Part 1 described many capabilities that Aerospike provides toward speed-at-scale such as indexes, data compression, server-side operations, namespace and cluster configuration, multi-op requests, batch requests, and more.

This post focuses on Collection Data Types (CDTs), specifically List and Map data types, and discusses how applications can optimize speed as well as storage density by leveraging them.

. . . .

Collection Data Types (CDTs)

List and Map are the Collection Data Types (CDTs) in Aerospike. A List is a tuple or array of values, and a Map is a dictionary of key-value pairs. The element value can be of any supported type, including List and Map, and CDTs can be nested at an arbitrary level.

CDTs are essential to model:

  • aggregation of related objects in one record, allowing transactional semantics across multi-object updates,

  • containers for collection of objects to effectively store large number of objects, and

  • complex objects such as JSON documents.

We will briefly describe key CDT concepts like nesting and ordering before diving into specific modeling patterns and techniques.

Nested Elements and Context Path

A nested element in a CDT can be accessed directly by using its context-path. A context-path describes the path from the root or the top level of the CDT to a nested element, where each node in context-path uniquely identifies an element at that level by key, index, value, or rank (value order). The context-path points to only one element which can be of any data type, and an operation on the element identified by a context-path must be a valid operation on the element’s data type.

Consider a nested object represented as a Map (level 0): it has a List at level 1, and a Map at level 2.

Object = {  “id1”: [ {“a”: 1, “b”: 2}, {“c”: 3, “d”: 4} ], 
            “id2”: [ {“e”: 5, “f”: 6}, {“g”: 7, “h”: 8}] }

A context path to the nested element “c”, can look like: [By-Key(“id1”), By-Index(1), By-Key(“c”)].

Note, in the Aerospike API, the top CDT level (level 0) is implied by the bin and only lower level elements require a non-null context-path.

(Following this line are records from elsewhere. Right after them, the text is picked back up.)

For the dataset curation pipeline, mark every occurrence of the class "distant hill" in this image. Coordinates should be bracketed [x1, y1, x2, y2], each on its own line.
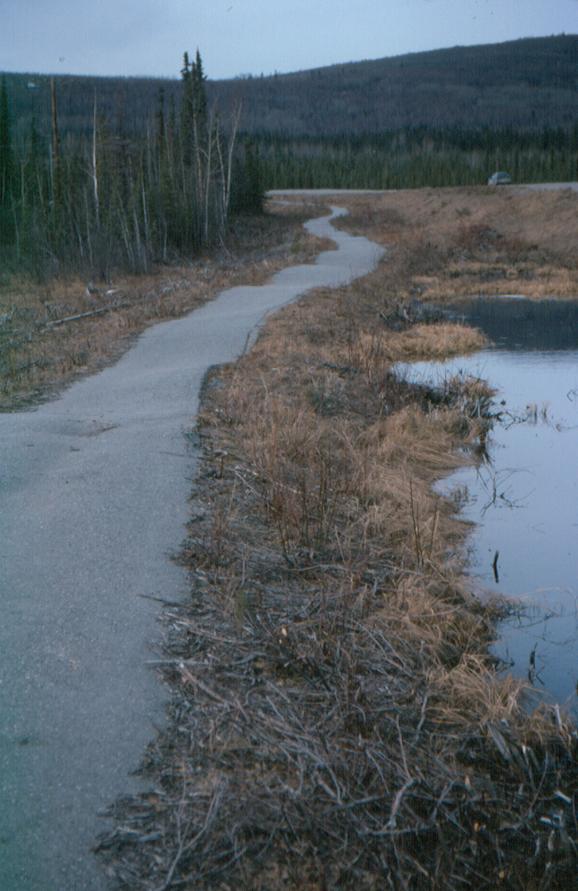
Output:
[1, 35, 578, 137]
[213, 35, 578, 136]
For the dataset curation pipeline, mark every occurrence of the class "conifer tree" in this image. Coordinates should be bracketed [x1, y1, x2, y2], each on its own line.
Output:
[0, 77, 14, 206]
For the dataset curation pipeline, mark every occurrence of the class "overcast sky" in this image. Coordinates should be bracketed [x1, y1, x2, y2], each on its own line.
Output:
[0, 0, 578, 78]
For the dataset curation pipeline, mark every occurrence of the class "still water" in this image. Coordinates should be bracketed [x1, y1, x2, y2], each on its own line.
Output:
[403, 297, 578, 714]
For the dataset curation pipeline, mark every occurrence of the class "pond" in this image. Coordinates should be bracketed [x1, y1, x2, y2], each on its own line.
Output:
[402, 296, 578, 715]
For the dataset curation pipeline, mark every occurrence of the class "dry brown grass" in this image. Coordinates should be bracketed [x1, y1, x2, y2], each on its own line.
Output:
[332, 188, 578, 303]
[0, 207, 331, 410]
[101, 192, 578, 891]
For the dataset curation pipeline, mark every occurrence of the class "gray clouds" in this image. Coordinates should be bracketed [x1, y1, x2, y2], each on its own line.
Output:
[0, 0, 578, 77]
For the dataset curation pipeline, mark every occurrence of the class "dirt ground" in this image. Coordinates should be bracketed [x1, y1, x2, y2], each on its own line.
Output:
[99, 190, 578, 891]
[330, 187, 578, 302]
[0, 206, 330, 411]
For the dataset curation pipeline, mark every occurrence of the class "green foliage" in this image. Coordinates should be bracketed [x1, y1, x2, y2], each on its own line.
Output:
[256, 127, 578, 189]
[0, 53, 260, 279]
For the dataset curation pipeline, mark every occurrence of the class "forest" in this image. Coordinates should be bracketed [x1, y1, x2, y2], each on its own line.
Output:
[0, 35, 578, 278]
[0, 52, 261, 280]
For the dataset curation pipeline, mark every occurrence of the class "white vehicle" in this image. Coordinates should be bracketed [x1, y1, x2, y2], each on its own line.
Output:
[488, 171, 512, 186]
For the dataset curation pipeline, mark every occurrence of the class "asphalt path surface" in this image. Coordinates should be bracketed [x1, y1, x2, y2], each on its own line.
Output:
[0, 208, 383, 891]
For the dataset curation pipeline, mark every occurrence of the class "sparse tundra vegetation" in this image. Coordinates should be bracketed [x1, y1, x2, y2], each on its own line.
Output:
[0, 38, 578, 891]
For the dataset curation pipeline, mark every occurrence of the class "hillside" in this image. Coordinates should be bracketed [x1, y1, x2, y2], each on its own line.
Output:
[1, 35, 578, 137]
[214, 36, 578, 136]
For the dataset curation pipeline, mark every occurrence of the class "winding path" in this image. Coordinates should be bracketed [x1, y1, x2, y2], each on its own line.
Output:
[0, 208, 383, 891]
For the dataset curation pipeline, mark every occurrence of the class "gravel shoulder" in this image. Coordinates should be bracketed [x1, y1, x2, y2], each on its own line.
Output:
[0, 209, 383, 891]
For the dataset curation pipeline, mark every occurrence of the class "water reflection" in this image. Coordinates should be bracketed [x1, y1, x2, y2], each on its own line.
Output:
[398, 298, 578, 714]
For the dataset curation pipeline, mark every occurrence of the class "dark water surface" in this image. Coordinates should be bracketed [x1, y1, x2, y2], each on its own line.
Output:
[404, 297, 578, 714]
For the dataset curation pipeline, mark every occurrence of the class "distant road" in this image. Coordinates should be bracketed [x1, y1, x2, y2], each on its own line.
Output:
[266, 183, 578, 198]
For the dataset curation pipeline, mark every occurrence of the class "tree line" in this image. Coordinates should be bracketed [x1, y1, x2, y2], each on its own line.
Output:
[0, 52, 262, 279]
[254, 125, 578, 189]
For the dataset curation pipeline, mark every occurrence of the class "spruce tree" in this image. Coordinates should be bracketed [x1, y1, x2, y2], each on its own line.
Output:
[0, 77, 14, 207]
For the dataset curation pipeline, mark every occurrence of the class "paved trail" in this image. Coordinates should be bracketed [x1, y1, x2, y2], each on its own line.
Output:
[0, 209, 382, 891]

As a performance and convenience feature, CDTs allow creation of missing interim levels as part of the create operation of a nested element, as checking all path nodes prior to creation of a nested element in the application can be inconvenient and slow. For example, adding an element to a Map in a List, none of which exist, will first create the List, add the Map to the List, and then add the element to the Map.

Global Ordering of Values

Applications commonly use an Ordered List for use cases such as the Leaderboard. In Aerospike, List elements can be any type, and therefore Aerospike defines a deterministic ordering within and across supported types.

A CDT is frequently used as a container for objects that are represented as either List or Map. To support retrieval by rank (value-order) as well as by specific value-range, Aerospike defines how List values and Map values are compared. For example, two lists are compared by comparing their respective elements in stored order until the first inequality results or the end of either or both lists is reached. As well, there is a defined order across the data types. For example, any integer value is ranked lower than any string value. You can view the ordering rules here.

This deterministic comparison of values provides the basis for content or value based selection of elements such as By-Value and By-Value-Range.

. . . .

Modeling Objects with CDTs

CDTs make it possible to aggregate related objects in a single record, and therefore transactional updates across them.

Application objects can be stored in multiple ways in Aerospike: As a record, as a List, or as a Map.

Storing Objects As a Record

Object fields are stored in record bins. Flat objects can be stored in simple bins, that is, without use of CDTs, but objects with array and map fields require CDT bins.

For example:

Object:  id = 4, name = “Adam Smith”, start-date = 1/1/2015, department = finance, salary = 100000
Record bins: id:4, name: “Adam Smith”, start-date: 1/1/2015, department: finance, salary: 100000

Modeling objects as records have the following advantages:

  • Mapping of object fields to record bins is simple to understand.

  • Secondary indexes can only be defined at a bin level for field-value based access.

  • Certain data types like HyperLogLog (HLL) and BLOB can only be stored as a bin.

  • XDR sync granularity can be specified at a field (bin) level, allowing greater control and efficiency.

Storing Objects As a List

As a List, an object is stored as a tuple of its field values, where each field is placed at a specific position in the List.

For example:

Object: id = 4, name = “Adam Smith”, start-date = 1/1/2015, department = finance, salary = 100000
List bin: [4, “Adam Smith”, “20150101”, “finance”, 100000]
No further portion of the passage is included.